Vehicle Ego-Motion Estimation and Moving Object Detection using a Monocular Camera Koichiro Yamaguchi Takeo Kato Yoshiki Ninomiya Toyota Central R&D Labs., Inc.
Abstract This paper proposes a method for estimating the egomotion of the vehicle and for detecting moving objects on roads by using a vehicle mounted monocular camera. There are two problems in ego-motion estimation. Firstly, a typical road scene contains moving objects such as other vehicles. Secondly, roads display fewer feature points compared to the number associated with background structures. In our approach, ego-motion is estimated from the correspondences of feature points extracted from various regions other than those in which objects are moving. After estimating the ego-motion, the three dimensional structure of the scene is reconstructed and any moving objects are detected. In our experiments, it has been shown that the proposed method is able to detect moving objects such as vehicles and pedestrians.
1. Introduction Recently, the development of vision-based driving assistance systems has become of great interest for vehicle safety. There are two approaches in vision-based systems: monocular and stereo systems. We focus on the use of a monocular system, since such systems have the advantage of reducing costs relative to stereo systems. For driving assistance systems, it is important to detect moving objects, such as other vehicles and pedestrians. An approach, based on the pattern recognition techniques, has been proposed for detecting pedestrians from a monocular image [6]. However, this approach is not robust to changes in the appearance of pedestrians. In order to detect various moving objects on a road, estimation of the ego-motion of the vehicle is required. Although vehicle sensors such as speedometers provide information about the ego-motion, such sensors do not satisfy the requirements for the level of accuracy that is needed to detect certain objects. Vehicle ego-motion, i.e. the motion of the vehicle mounted camera, can be estimated by applying Structure from Motion (SFM) algorithms [4]. However, it is difficult
to apply SFM algorithms in a road scene because of the following problems. Firstly, traffic scenes contain cluttered backgrounds, including moving objects such as other vehicles. Moving objects cause false estimations, since they violate the rigid world assumption. Secondly, roads have few feature points, whilst background structures (such as other vehicles, buildings, etc.) display many feature points. This biased distribution of feature points reduces the accuracy of ego-motion estimation because of severe situations that the direction of motion of the vehicle mounted camera is close to its optical axis. To overcome such problems, an approach that uses the road plane for ego-motion estimation has been proposed [7]. In this method, the roadway is assumed to be a planar structure and ego-motion estimation is considered by employing a parametric estimation model. However, the number of motion parameters needs to be reduced, since estimation results are not reliable in cases where there are a large number of unknown parameters, and it is difficult to detect moving objects reliably from a reduced number of motion parameters. In this paper, we propose a novel method for estimating vehicle ego-motion in a road scene and for detecting moving objects. Our proposed method can accurately estimate the ego-motion of the vehicle by selecting feature points using the detection results for moving objects in the previous frame. Moving objects are detected by tracking feature points and by detecting points on moving objects. This paper is organized as follows. In Section 2, we introduce the outline of our proposed method. We then explain the method we use for ego-motion estimation in Section 3. Section 4 describes our methods for detecting regions, containing moving objects, and the road region. We show experimental results in Section 5. Finally, we summarize the present work in Section 6.

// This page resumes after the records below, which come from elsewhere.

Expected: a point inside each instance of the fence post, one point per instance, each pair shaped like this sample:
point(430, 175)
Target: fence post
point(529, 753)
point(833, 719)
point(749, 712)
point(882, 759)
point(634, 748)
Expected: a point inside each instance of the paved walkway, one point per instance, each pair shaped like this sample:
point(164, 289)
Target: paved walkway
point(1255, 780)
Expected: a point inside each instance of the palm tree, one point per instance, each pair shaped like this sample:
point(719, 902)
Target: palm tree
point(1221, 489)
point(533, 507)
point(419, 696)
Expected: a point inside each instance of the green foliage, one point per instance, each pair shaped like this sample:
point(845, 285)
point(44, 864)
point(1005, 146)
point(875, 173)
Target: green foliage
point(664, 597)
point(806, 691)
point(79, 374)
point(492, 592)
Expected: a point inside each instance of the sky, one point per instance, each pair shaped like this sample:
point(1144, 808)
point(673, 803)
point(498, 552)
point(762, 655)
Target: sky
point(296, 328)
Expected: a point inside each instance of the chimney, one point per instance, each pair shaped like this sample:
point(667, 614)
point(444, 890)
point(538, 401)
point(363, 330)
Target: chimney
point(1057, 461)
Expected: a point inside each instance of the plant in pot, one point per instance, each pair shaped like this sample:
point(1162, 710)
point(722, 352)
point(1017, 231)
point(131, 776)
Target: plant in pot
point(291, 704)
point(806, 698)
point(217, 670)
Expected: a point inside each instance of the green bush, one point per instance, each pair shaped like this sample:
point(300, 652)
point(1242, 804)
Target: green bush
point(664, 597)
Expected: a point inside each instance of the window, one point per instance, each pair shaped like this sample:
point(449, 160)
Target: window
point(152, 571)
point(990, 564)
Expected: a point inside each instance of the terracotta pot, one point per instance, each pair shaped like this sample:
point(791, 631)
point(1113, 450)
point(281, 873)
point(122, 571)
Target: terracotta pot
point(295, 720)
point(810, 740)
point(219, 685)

2. Outline of Proposed Method The process flow of our proposed method is shown in Figure 1. In this method, it is assumed that the camera is calibrated, i.e. the internal parameters of the camera are known. In each frame, our proposed method detects the
0-7695-2521-0/06/$20.00 (c) 2006 IEEE
from the previous frame. Then, the three dimensional structure of the scene is reconstructed. Finally, the moving objects and the road region are detected. These detection results are utilized recursively for ego-motion estimation and road region detection in the next frame.
3. Vehicle Ego-Motion Estimation This section describes our method for estimating the egomotion of the vehicle. First, feature points for ego-motion estimation are selected from the set of feature points. The ego-motion is then estimated from the correspondences of the selected points.
(a) Flow of proposed method.
(b) Process flow for each frame. Figure 1. Overview of proposed method.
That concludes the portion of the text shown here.